Carli Lloyd, Alex Morgan, Megan Rapinoe, Becky Sauerbrunn and Hope Solo, five of soccer’s biggest stars, filed a lawsuit on behalf of the women’s national team against the U.S. Soccer Federation on Wednesday. The lawsuit is seeking equal pay for equal work and demanding an investigation into discriminatory practices. Citing figures from the USSF’s 2015 financial report, the complaint argues that players on the women’s national team earned nearly one-fourth that of what the men’s team earned, even though the women’s team made more money. ESPN reported that the women’s team generated nearly $20 million more than the men’s national team last season.
The complaint states “There are no legitimate, non-discriminatory reasons for this gross disparity of wages, nor can it be explained away by any bona fide seniority, merit or incentive system or any factor other than sex.” While we’ve not seen this complaint and can’t comment on the specifics of it, we’re disappointed about this action,” said the U.S. Soccer Federation in a statement. “We’ve been a world leader in women’s soccer and are proud of the commitment we’ve made to building the women’s game in the United States over the past 30 years.”

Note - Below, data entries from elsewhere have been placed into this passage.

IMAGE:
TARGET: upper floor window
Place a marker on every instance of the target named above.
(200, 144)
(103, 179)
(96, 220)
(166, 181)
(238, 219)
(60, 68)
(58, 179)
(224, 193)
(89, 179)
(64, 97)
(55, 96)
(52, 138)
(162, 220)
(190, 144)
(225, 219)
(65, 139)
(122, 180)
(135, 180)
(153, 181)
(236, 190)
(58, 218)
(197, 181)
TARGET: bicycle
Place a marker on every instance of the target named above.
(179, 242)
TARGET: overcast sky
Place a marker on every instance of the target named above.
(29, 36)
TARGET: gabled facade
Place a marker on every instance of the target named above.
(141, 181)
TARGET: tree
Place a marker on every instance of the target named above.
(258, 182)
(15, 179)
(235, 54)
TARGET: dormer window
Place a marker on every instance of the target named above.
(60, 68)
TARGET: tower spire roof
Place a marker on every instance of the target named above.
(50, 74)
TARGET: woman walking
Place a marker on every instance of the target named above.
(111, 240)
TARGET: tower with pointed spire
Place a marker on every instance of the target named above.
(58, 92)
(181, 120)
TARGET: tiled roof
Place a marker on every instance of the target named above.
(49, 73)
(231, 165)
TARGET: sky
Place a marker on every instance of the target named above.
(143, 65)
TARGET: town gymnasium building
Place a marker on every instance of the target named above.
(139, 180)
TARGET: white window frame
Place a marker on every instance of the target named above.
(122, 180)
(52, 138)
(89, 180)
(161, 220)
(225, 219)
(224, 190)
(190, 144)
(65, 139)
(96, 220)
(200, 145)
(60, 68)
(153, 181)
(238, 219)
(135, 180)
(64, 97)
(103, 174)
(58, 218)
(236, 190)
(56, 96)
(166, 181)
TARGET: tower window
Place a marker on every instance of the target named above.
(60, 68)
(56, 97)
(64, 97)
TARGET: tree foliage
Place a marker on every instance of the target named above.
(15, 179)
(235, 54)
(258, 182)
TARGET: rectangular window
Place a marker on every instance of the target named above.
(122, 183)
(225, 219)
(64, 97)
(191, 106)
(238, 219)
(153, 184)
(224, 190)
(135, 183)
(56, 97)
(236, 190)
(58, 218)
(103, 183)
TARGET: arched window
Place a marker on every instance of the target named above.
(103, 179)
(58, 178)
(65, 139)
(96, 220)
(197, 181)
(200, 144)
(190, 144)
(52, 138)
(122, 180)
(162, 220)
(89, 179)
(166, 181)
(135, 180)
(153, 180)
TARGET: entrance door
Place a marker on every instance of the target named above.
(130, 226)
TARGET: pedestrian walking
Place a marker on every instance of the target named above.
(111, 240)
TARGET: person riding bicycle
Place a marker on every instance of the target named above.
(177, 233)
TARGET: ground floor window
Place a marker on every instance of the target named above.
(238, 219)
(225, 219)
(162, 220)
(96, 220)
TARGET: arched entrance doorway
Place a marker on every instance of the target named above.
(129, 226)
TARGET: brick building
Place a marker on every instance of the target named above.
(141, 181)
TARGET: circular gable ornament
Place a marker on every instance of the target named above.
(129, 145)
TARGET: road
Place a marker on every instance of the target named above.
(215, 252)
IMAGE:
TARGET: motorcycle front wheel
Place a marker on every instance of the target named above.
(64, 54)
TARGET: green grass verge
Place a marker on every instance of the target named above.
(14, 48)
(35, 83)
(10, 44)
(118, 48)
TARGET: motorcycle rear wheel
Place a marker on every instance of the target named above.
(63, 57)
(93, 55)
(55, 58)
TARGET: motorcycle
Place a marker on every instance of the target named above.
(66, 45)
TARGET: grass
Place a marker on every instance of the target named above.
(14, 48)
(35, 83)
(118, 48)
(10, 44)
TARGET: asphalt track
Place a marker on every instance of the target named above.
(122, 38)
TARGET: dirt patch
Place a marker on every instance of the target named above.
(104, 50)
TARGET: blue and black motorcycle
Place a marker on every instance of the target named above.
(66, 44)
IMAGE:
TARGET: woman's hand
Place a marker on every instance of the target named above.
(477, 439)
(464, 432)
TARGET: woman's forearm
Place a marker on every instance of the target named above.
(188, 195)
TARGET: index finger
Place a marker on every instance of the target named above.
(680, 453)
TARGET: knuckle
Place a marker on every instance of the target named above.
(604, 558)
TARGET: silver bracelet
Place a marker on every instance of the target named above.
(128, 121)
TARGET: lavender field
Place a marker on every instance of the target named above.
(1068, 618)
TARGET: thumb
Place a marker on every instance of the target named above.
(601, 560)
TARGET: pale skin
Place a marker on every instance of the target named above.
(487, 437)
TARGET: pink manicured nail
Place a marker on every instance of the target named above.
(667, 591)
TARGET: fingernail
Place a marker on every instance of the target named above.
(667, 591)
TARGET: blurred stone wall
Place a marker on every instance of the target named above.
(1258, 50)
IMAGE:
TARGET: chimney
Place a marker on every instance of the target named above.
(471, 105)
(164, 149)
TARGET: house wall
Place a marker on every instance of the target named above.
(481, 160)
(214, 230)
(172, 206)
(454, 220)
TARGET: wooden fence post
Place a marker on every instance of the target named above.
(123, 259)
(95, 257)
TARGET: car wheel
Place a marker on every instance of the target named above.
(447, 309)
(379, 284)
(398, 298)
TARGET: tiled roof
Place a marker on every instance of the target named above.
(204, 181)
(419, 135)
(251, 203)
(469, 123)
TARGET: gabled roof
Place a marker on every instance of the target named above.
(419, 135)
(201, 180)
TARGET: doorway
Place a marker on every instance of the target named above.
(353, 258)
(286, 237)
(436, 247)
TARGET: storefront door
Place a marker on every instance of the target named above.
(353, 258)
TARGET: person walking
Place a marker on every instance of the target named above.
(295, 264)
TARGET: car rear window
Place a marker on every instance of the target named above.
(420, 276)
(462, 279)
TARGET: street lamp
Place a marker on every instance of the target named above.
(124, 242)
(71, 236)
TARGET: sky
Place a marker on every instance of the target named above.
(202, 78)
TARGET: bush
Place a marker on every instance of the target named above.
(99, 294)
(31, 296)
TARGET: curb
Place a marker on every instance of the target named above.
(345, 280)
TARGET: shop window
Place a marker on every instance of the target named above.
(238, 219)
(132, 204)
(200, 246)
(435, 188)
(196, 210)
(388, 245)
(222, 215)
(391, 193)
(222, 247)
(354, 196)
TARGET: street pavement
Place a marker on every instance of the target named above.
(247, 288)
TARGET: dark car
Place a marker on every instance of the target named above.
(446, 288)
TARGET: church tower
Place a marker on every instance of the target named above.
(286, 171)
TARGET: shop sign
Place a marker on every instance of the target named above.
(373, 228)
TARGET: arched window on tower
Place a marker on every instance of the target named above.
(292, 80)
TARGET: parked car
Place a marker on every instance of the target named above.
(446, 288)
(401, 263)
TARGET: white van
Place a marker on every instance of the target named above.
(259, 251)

The complaint comes less than a year after the women won the World Cup for the third time, something the men’s team has never done. “The numbers speak for themselves,” Solo said. “We are the best in the world, have three World Cup championships, four Olympic championships, and the [men] get paid more to just show up than we get paid to win major championships.”
This is not the first time the USWNT has brought up issues of gender discrimination. It became national news when the USWNT refused to play a World Cup Victory friendly match against Trinidad and Tobago on poor quality field turf after the poor field led to Rapine tearing her ACL in her right knee. The women even had to play on turf, instead of natural grass, for the World Cup, while the USMNT hasn’t played on a turf field in the United States since 2014. The women, on the other hand, played less than 70 percent of their games in the U.S. on grass in the same time frame.
“We want to play in top-notch, grass-only facilities like the U.S. men’s national team,” Morgan said. “We want to have equitable and comfortable travel accommodations and we simply want equal treatment.”